Based on the book The Impossible by Joyce Smith; nominated for Best Original Song. I thought this film ranked among the best of the faith-based films. While the story can’t resist both literal and figurative “altar call” scenes, there’s something left to the mystery of miracles. The book and the film believe in the miracle of praying to God in restoring a drowned boy to life, while leaving unanswered the specific “why him and why now?” question.
Based on the previous film; nominated for Best Original Song. Remember the name of the Oscar-nominated song from the original film? I’m sure you do and can probably sing a few of the lines from Frozen’s “Let it Go". Remember the name of the Oscar-nominated song from the sequel? … didn’t think so. The song, “Into the Unknown” fittingly describes the forgettable nature of Frozen 2.
How to Train Your Dragon: The Hidden World
Based on the previous two films; nominated for Best Animated Feature. My favorite animated trilogy and animated series (Dragons: Race to the Edge) came to a satisfying ending. Unlike some other tentpole franchises, this third film felt like the conclusion of an epic and not a set-up for something more.
Les Miserables (France)
Based on the short film of the same title; nominated for Best International Film. As the short film, Les Miserables worked better as a proof of concept for the Oscar-nominated feature film; the feature film, too, works better as a pilot for a potential French television series.

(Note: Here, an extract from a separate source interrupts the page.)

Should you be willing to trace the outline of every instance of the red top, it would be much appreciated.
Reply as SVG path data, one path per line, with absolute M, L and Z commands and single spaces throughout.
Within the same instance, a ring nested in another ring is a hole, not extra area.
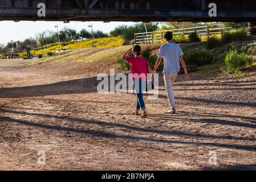
M 143 57 L 128 57 L 127 61 L 130 64 L 132 72 L 131 78 L 147 81 L 148 78 L 147 68 L 149 67 L 148 60 Z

Inspired by the writings of Sarah Orne Jewett; nominated for Best Cinematography. Much gets made of the cinematography from this film, but I thought the attention to dialogue, and Willem Dafoe and Robert Pattinson’s delivery of period New England-speak, was spot on. Writer-director Robert Eggers researched the harsh poetic speak of the time through a short-story writer of the time, Sarah Orne Jewett.

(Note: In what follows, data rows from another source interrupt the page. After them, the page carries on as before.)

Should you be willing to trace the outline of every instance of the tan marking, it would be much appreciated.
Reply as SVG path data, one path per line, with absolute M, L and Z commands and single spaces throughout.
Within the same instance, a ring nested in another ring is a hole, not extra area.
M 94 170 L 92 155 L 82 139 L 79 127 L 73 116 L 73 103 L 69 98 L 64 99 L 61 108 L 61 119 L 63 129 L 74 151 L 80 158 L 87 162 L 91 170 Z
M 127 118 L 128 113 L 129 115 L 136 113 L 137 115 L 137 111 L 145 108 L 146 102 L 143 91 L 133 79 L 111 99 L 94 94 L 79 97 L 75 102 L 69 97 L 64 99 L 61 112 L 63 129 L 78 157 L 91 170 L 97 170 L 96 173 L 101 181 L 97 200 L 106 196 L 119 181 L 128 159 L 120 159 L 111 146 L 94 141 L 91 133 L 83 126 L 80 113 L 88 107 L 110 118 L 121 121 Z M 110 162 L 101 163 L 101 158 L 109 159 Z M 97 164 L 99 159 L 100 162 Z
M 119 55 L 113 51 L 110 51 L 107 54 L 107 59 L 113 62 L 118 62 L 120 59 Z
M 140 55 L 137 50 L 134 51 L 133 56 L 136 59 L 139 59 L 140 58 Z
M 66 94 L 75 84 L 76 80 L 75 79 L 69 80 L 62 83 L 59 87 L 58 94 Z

Maleficent: Mistress of Evil
Based on the previous film; nominated for Best Makeup & Hairstyling. Nuanced characters are usually welcome in films. In Disney films such as the Maleficent movies, it seems out of place. I’m puzzled as to whom I should be rooting for. Disney amps up the cuteness factor, however. Tiny animated characters populate the story, one of which reminded me of the Troll dolls; another bore resemblance to Groot from Guardians of the Galaxy.

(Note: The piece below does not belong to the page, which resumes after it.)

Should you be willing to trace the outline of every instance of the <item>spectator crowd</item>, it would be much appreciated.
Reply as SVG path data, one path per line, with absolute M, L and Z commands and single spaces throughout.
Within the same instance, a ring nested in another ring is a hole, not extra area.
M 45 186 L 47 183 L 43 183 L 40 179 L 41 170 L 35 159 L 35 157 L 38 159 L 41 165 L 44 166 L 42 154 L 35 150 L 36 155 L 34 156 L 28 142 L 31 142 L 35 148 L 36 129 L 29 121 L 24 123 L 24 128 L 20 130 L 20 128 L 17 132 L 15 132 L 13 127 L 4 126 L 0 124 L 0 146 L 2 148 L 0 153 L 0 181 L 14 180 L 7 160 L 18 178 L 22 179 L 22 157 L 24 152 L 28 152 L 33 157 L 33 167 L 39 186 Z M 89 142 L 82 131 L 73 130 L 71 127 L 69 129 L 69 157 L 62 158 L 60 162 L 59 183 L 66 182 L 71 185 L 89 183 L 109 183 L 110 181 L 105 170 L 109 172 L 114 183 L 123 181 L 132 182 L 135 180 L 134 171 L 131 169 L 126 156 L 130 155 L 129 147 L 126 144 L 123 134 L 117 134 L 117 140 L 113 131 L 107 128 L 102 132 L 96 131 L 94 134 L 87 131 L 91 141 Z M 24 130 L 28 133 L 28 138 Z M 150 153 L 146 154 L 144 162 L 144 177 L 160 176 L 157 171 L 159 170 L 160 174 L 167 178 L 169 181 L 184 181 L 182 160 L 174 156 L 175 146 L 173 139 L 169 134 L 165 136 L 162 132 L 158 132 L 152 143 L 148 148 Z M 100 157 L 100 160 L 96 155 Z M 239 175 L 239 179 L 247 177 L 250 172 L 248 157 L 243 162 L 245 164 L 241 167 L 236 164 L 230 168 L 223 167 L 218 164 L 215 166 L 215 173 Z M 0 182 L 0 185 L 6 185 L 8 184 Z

Star Wars: The Rise of Skywalker
Based on the previous eight films and characters created by George Lucas; nominated for Best Original Score, Best Sound Editing and Best Visual Effects. I thought Disney did a fine job of tweaking the Star Wars story for new audiences, while retaining the core message intact. While not intending to, it shows the challenge every Christian minister faces: dynamic preaching to new generations while respecting the orthodoxy of the Gospel message.
Toy Story 4
Based on the previous three films; nominated for Best Original Song and Best Animated Feature. Pixar’s latest in the Toy Story series also turned out to be its most disappointing. For the first time in the franchise, the storytelling felt lazy, merely repackaging familiar themes and sending the characters out on a road trip. As I’ve mentioned before, I think examining the man-child phenomenon, that is, grown men purchasing toys from their youth secondhand, would make for a more compelling story.